Il fiume di retorica versato in questi giorni per l’addio di Buffon è sintomo della rovina in cui si crogiola il pallone. Non bastava celebrare uno dei portieri più forti di sempre, avesse sollevato anche solo una Champions avrebbe sicuramente vinto il Pallone d’Oro. No, bisognava per forza esaltarne una presunta grandezza etica e morale, farne un esempio di vita per i più giovani. Intendiamoci, nulla di nuovo, già Meazza eccedeva il suo ruolo di calciatore e incarnava una funzione economica e sociale simbolica per il fascismo. E così è stato sempre. Da Riva a Baggio, da Fabbri a Sacchi, in Italia il calcio è un susseguirsi di uomini della provvidenza. Nel bene e nel male. Se la Nazionale non si qualifica per i Mondiali di Russia 2018 è colpa di Ventura (o di Insigne, o dello stesso Buffon), non di un sistema costruito sulla sabbia dei monopoli televisivi e di proprietari avvoltoi che privatizzano i profitti e socializzano le perdite, ma chissà perché sono chiamati mecenati.

Un paese non certo innocente, ma attraversato da profonde contraddizioni come la Francia, grazie a politiche sportive di investimento su centri federali, squadre giovanili e vivai, e grazie soprattutto a politiche sociali di integrazione come lo ius soli, può permettersi di andare in Russia da favorita lasciando a casa giocatori (Martial, Rabiot, Lacazette, Coman, Benzema e altri) che sarebbero titolari fissi nella nuova Nazionale di Mancini. Qui invece, scelto il singolo come capro espiatorio che ci permetta di assolvere il sistema, siamo ancora ai ricorsi incrociati nei tribunali tra Sky e Mediapro, per quei diritti tv che andranno a gonfiare le tasche dei nostri presidenti, non certo a risollevare le sorti né magnifiche né progressive del pallone. Com’era prevedibile Malagò, a sei mesi dal blitz che lo ha portato a commissariare l’intero calcio italiano, non ha prodotto lo straccio di un’idea. Solo nuovi uomini (e aziende) della provvidenza: Costacurta, Mancini, la stessa Mediapro. E così hanno avuto buon gioco le componenti sconfitte (Serie B, C, Dilettanti e l’ondivago sindacato calciatori di Tommasi) a riunirsi sotto il nome di Abete, il vecchio che avanza.
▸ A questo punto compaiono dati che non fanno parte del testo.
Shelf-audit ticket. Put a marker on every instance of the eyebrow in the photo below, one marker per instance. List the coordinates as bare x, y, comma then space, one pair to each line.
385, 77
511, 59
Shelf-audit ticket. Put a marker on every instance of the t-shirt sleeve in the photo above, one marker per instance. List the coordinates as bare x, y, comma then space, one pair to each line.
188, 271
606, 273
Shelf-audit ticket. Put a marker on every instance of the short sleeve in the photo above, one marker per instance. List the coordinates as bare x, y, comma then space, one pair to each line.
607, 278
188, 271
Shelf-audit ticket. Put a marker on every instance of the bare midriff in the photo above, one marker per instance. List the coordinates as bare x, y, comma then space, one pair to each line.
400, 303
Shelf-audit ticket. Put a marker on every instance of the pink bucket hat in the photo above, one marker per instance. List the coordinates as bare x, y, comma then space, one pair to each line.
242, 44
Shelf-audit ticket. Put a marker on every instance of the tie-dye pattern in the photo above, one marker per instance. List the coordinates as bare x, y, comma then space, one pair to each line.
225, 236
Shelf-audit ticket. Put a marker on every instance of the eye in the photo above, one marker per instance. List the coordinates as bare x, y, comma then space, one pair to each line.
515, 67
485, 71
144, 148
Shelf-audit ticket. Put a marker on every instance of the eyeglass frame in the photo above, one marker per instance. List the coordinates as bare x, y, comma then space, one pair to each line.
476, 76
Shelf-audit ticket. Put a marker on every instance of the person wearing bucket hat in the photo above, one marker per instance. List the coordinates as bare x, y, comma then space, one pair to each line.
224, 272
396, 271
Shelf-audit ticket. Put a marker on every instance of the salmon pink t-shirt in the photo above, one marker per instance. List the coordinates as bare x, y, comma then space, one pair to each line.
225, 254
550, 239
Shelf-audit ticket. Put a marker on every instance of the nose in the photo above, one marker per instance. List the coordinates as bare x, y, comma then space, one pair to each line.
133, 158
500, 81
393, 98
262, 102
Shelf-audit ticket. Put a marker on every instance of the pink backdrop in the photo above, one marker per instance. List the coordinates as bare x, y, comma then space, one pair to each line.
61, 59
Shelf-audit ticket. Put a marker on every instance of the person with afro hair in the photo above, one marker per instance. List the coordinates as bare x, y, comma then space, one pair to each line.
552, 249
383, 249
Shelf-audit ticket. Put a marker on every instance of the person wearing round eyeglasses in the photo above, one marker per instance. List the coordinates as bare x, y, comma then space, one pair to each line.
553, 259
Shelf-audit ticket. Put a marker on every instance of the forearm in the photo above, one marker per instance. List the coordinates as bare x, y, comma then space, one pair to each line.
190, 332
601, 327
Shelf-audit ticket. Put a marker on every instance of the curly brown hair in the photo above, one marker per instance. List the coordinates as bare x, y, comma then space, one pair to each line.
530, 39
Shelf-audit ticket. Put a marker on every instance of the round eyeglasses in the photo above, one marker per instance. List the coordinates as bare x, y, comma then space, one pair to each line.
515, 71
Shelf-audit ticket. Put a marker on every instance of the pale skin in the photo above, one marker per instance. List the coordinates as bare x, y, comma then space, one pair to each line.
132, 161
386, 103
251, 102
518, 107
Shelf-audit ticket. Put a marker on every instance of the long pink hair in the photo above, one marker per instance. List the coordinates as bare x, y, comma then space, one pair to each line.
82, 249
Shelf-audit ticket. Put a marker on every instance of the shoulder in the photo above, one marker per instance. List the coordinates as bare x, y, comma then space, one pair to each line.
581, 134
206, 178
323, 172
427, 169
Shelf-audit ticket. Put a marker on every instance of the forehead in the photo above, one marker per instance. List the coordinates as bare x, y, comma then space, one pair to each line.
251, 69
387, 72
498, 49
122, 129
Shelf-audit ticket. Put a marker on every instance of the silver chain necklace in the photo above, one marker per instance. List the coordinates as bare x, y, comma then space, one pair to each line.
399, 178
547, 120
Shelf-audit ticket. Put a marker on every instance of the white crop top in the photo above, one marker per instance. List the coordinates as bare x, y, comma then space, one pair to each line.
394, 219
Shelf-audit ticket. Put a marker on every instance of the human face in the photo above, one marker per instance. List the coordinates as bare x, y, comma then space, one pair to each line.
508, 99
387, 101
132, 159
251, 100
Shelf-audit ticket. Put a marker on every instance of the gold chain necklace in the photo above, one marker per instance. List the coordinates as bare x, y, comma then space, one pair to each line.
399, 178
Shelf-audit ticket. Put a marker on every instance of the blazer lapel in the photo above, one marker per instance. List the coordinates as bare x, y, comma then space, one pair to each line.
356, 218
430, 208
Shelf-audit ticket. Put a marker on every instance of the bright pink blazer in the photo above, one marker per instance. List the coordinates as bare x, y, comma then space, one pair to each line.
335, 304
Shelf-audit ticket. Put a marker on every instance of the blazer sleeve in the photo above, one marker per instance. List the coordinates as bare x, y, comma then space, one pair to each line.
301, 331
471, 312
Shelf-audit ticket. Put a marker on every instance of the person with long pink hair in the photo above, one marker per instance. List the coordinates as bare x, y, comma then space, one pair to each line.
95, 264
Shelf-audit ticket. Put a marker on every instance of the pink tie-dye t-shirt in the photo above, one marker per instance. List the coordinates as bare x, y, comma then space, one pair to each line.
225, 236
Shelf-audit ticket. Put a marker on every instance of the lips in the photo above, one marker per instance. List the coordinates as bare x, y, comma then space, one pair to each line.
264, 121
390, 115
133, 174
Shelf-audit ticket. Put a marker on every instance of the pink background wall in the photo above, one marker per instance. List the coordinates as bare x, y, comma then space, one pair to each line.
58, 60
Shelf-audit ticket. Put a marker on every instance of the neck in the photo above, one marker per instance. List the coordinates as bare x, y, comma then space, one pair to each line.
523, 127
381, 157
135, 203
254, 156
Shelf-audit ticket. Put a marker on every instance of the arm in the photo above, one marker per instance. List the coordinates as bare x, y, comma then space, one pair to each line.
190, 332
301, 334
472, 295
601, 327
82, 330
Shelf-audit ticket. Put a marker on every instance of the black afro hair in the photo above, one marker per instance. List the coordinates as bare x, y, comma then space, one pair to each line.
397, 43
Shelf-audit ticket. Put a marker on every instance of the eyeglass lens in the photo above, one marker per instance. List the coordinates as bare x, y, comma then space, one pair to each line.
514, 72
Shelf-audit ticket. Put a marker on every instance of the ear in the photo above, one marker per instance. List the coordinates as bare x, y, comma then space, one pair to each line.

L’unica idea brillante partorita da maggioranza e opposizione, ognuno a rivendicarsela, non fosse che se parla da anni, è quella delle seconde squadre. Vedrà la luce solo se potrà essere ulteriore strumento di guadagno, altrimenti sarà accantonata. E così oggi la Juventus in casa con il Verona festeggia giustamente il settimo scudetto consecutivo, una dittatura spaventosa come può nascere solo in un sistema allo sbando, privo di anticorpi. E come nel caso di Buffon, dove chi non lo esalta si affretta a ricordarne l’elogio dei biscotti di fine stagione o le simpatie di estrema destra, anche per i bianconeri non ha senso alcuno farne un simbolo, positivo o negativo, sottolineandone lo strapotere economico e politico, il controllo dei giocatori prestati alle altre squadre, le plusvalenze. Così fan tutti, la Juve lo fa solo meglio. Così si fa da sempre, basta ricordare le figure di Allodi, di Galliani e di Moggi, che oltre alla Juve hanno fatto vincere anche Inter, Milan, Napoli e in qualche modo anche Torino, Lazio e Roma.

Il calcio è un dispositivo di potere diffuso, o si sovverte o non ha senso nascondersi dietro le malefatte del vincitore di turno per assolvere gli altri. Se domani l’Inter non batte la Lazio all’Olimpico, sarebbe la quinta stagione consecutiva senza milanesi in Champions League, nerazzurri fuori addirittura da sette. Eppure, le due squadre non possono rivendicare alcuna innocenza. Al di là di proprietà che si perdono in scatole cinesi e paradisi fiscali, nerazzurri e rossoneri continuano a vendere, comprare, prestare e scambiare – secondo Transfermarket, l’Inter nella stagione 2017/18 ha mosso oltre cento giocatori e circa duecento milioni, il Milan qualche giocatore in meno e qualche milione in più. Evidentemente interessa più questo tipo di affari che non giocare la Champions. Le squadre che lottano per non retrocedere – domani decisive Napoli-Crotone, Spal-Sampdoria e Cagliari-Atalanta – si comportano allo stesso modo, hanno anzi l’aggravante di accodarsi al potente che offre loro più briciole, invece di provare a cambiare qualcosa. E allora lasciamo in pace Buffon, nel bene e nel male.